I have to say that since I've gotten to experience the joys of parenthood, it has really changed my perspective on things, like say, school shootings. I hear of a shooting and it just makes me cringe, it makes me feel sick inside. I feel like it could have been my daughter, even though she's only 20 months old.
This morning I heard on the radio that at a local elementary school, high winds blew over a flagpole and struck a kindergartener - a five year old girl - in the head. She was dead by the time the paramedics arrived. I was about ready to cry when I heard that. I could not help but think of my little girl.
I now understand that question I've seen some ask when something happens involving children and someone seems not to be all that concerned, and so that person is asked "do you have any kids?" It is just something visceral, I'm sure probably evolutionary, that makes us feel very protective of our kids and that makes parents extra sensitive to any dangers they might face. Sometimes irrationally so.

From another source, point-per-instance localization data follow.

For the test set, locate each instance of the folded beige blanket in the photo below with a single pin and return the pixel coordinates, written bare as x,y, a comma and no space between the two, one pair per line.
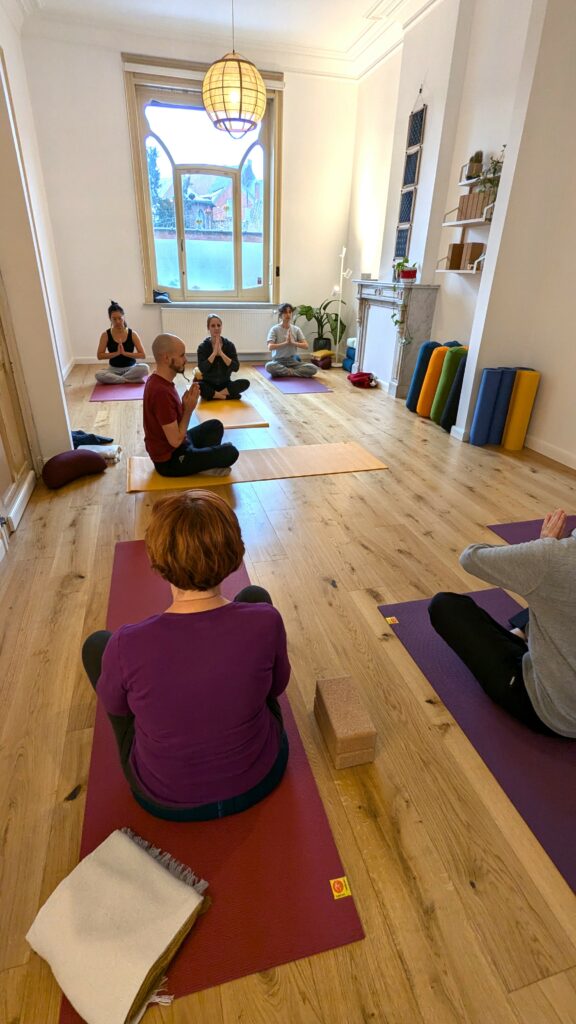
112,927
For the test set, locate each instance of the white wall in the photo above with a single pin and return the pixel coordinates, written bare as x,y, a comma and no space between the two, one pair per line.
495,52
80,110
525,316
27,262
432,60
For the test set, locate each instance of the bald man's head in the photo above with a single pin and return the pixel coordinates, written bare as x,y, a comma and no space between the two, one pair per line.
167,345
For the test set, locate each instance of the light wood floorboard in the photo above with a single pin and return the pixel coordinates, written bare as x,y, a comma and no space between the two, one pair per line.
467,922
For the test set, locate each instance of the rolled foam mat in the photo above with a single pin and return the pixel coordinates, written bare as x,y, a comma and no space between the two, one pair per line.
451,364
429,383
536,772
422,360
270,869
501,404
522,401
450,413
485,402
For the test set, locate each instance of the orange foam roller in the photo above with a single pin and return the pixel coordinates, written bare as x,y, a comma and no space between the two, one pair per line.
520,410
429,385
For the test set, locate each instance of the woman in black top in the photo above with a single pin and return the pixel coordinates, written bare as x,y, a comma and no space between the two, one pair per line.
217,361
122,347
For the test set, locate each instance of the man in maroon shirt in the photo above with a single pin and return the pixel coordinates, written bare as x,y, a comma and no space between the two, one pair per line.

And then there are certain tragedies with even younger kids, well, I just can't think about that right now for reasons I'm not prepared yet to discuss.
Reminder
12 years ago
5 comments:
i;'m stunned by people not even responding to the events at vt. i'm totally shocked and saddened by it and to see people go on and on about daily drivel.. eh it bugs me
I can understand that, though I can also understand those who want to avoid the inevitable over-saturated coverage we'll see in the media for the next week.
I've been trying to avoid that.
I try and take heart in the fact that in a nation of 300 million people, tens of thousands of whom are mentally ill and recieving no treatment for it, we only have one shooting like this every few years instead of every week.

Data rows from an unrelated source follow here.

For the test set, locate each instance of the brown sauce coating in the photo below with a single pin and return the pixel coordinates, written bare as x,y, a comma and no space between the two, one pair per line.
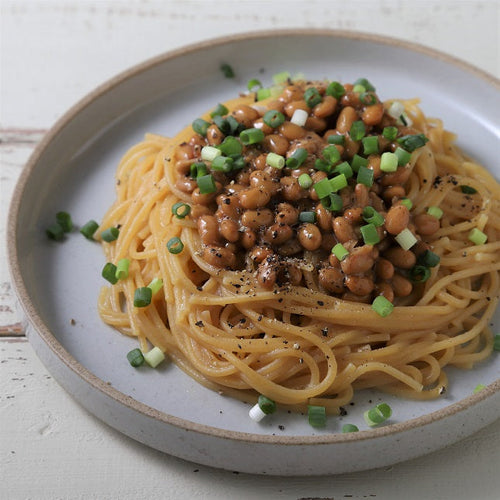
266,219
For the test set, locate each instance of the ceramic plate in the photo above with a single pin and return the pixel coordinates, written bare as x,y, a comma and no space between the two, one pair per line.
73,170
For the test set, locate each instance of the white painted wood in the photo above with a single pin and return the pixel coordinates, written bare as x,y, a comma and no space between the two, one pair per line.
51,54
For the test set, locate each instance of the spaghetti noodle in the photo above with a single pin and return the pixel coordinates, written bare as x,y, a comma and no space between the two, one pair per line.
255,302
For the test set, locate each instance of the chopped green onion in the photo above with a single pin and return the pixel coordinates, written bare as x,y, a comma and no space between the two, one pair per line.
299,117
333,202
254,84
251,136
175,245
280,78
273,118
368,98
206,184
406,239
336,139
382,306
64,220
55,232
181,210
412,142
340,251
365,176
428,259
110,234
312,97
335,89
197,169
109,273
263,94
122,266
406,202
390,133
156,285
357,162
403,156
323,165
344,168
230,146
377,415
297,158
359,89
365,83
346,428
227,70
339,182
209,153
372,216
357,131
89,228
142,296
370,234
331,154
220,110
267,405
435,212
305,181
222,164
200,126
275,160
370,145
477,237
316,415
307,217
496,343
468,190
419,274
323,188
388,162
154,357
135,357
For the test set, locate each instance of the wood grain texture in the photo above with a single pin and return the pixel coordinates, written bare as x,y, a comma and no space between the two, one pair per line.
54,52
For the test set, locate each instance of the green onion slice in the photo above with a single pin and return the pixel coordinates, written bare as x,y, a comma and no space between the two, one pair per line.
89,228
135,358
175,245
64,220
412,142
109,273
382,306
267,405
251,136
181,210
142,296
273,118
110,234
200,126
316,415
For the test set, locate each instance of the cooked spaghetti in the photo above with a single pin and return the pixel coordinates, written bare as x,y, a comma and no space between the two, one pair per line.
276,228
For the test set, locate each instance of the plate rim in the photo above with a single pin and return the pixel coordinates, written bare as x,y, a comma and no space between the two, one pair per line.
81,371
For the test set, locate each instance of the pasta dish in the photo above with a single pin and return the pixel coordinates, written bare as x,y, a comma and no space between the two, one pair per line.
304,242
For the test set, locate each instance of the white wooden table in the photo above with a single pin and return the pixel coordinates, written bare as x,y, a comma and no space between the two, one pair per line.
52,54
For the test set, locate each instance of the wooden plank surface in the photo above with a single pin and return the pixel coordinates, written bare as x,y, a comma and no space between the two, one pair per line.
51,54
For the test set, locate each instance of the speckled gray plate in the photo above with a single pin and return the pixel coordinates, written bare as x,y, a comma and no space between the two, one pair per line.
57,284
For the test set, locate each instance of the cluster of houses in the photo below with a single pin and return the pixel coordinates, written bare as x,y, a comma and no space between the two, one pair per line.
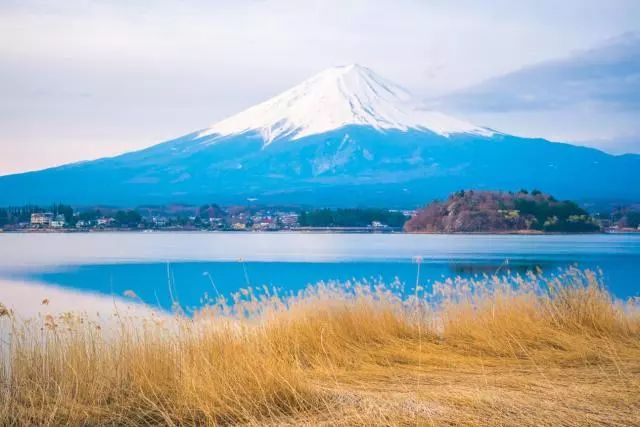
47,220
259,221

And yet, it still makes me want to just lock my daughter in the house with me and never let her outside again.
I am a mom of three and I recognize in you the unbelievable mental change I went through as soon as I became a parent. If I'm not careful, I can drive myself nuts thinking about all of the horrible things that might happen to my kids. There are certain shows I can no longer watch on TV (usually about tragedies happening to families) because I automatically think of how it would be to have that happen to my own family and my own kids. Watching the horror of the aftermath of the Virginia Tech massacre and realizing that everyone one of those kids have family who are now struggling to go on with their lives without that child simply makes me want to grab my kids and hug them until they yelp.
I think that when we become parents, most of us experience an increase in our empathy. We are more readily able to put ourselves into the shoes of others, to the point where we can actually feel a measure of the pain other parents go through. It hurts, but it just drives home how lucky we are to have these kids and to make sure that we make every moment count.
Yes, it is amazing how it changes you - all it takes is now imagining something happening to your own child to make it hit home.
Fortunately, movies and such don't worry me - no matter how compelling, it is all actors. But newstories, that is something else entirely.
I try and take heart in the fact that while something like VT is bad, it is also very rare.
Personally, I don't think becoming a parent makes a person any more moral or emphathetic than those who aren't parents.
Some parents murder their children, after all.